Thankfully, there are a lot of third-party fulfillment companies designed to help startups manage their inventory and fulfill their orders. While the cost of each might vary, all 3PL’s typically have the same fees to cover operations:
- Receiving. These literally cover the cost of opening and inventorying your product. They can be billed by the hour, pallet, product, or just a flat fee.
- Storage. Typically, this is the most expensive portion, based on available warehouse space and/or time of year.
- Picking. Depending on the size of the warehouse, this could fee a flat fee or charge for labor if your product takes a while to find and handle.
- Packing. Some warehouses bundle this with the picking fees, while others charge additional fees for materials and labor. Make sure to ask your 3PL if you can send your own packaging materials—sometimes that’s a cheaper option.
- Shipping. You may pay these fees, but they’ll be significantly lower than anything you could achieve on your own. 3PL’s will pass along shipping cost savings to your operation.
As you narrow down possible third-party fulfillment partners, make sure you understand everything about their operation. 3PL’s can be very expensive, but this cost may be worth it if it frees you up to grow your business. Check out this handy fulfillment questionnaire created by Red Stag Fulfillment. Once you get these questions answered, you should be able to readily evaluate each third-party fulfillment option.
Which Order Fulfillment Strategy is Right For You?
Still not sure which model is best for your business? Take a hard look at your ecommerce business by answering the below questions honestly. Your answers will put you in the right mindset for making your decision.
- What are your size and scaling goals? Where do you want to be in five years? (My apologies for the job interview-like questions.)
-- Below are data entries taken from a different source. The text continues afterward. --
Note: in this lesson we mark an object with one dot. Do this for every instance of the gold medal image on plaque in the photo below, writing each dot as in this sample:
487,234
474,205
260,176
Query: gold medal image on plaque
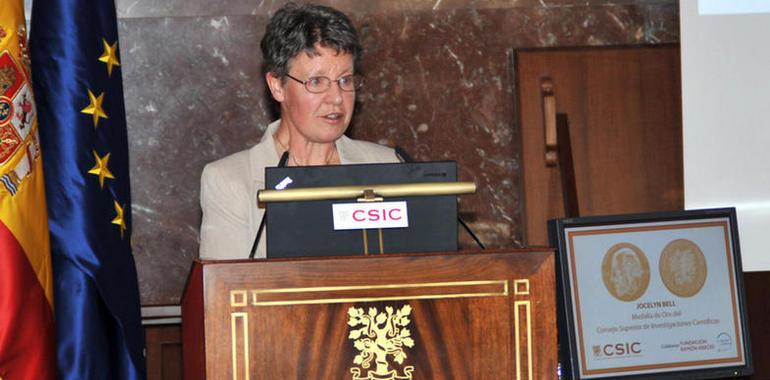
683,268
625,272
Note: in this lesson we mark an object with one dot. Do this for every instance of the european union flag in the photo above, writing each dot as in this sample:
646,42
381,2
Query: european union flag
77,82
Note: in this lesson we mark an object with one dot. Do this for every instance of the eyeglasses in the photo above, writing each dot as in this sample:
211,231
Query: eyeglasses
317,85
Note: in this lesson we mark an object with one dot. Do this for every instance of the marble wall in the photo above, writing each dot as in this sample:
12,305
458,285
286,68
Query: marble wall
439,84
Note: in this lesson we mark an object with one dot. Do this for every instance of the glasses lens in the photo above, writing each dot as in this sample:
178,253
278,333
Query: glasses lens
317,84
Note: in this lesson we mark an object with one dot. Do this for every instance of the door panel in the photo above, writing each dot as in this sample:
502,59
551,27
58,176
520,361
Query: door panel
624,110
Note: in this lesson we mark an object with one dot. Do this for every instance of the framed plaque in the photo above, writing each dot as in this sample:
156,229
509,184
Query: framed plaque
651,296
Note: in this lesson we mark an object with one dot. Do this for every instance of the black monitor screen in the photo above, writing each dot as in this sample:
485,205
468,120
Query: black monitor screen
297,229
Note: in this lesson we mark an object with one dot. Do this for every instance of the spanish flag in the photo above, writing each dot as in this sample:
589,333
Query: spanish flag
26,289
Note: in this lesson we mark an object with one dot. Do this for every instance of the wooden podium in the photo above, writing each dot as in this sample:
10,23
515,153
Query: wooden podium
486,315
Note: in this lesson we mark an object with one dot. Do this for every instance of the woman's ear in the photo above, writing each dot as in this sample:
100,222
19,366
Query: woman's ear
275,84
- What type of product do you sell? What are all the associated costs, like production, shipping, design, and packaging?
- What are your preferences for customer interaction? Do you want to use order fulfillment as a means of connecting and impressing your customers? Or do you simply want to get your product to their doorstep?
- What are your general brand-building goals? How far do you want to extend your brand—just through your website and marketing? Or all the way to the hands of your customers?
- What’s your overall budget? What can you afford? What contacts might you have that could mitigate the cost of order fulfillment?
The right order fulfillment solution for your business is going to depend on what you’re selling, what you can afford, where you are today, and how you’d like to scale. Understand these components, and you’ll have “order fulfillment” crossed off your to-do list in no time.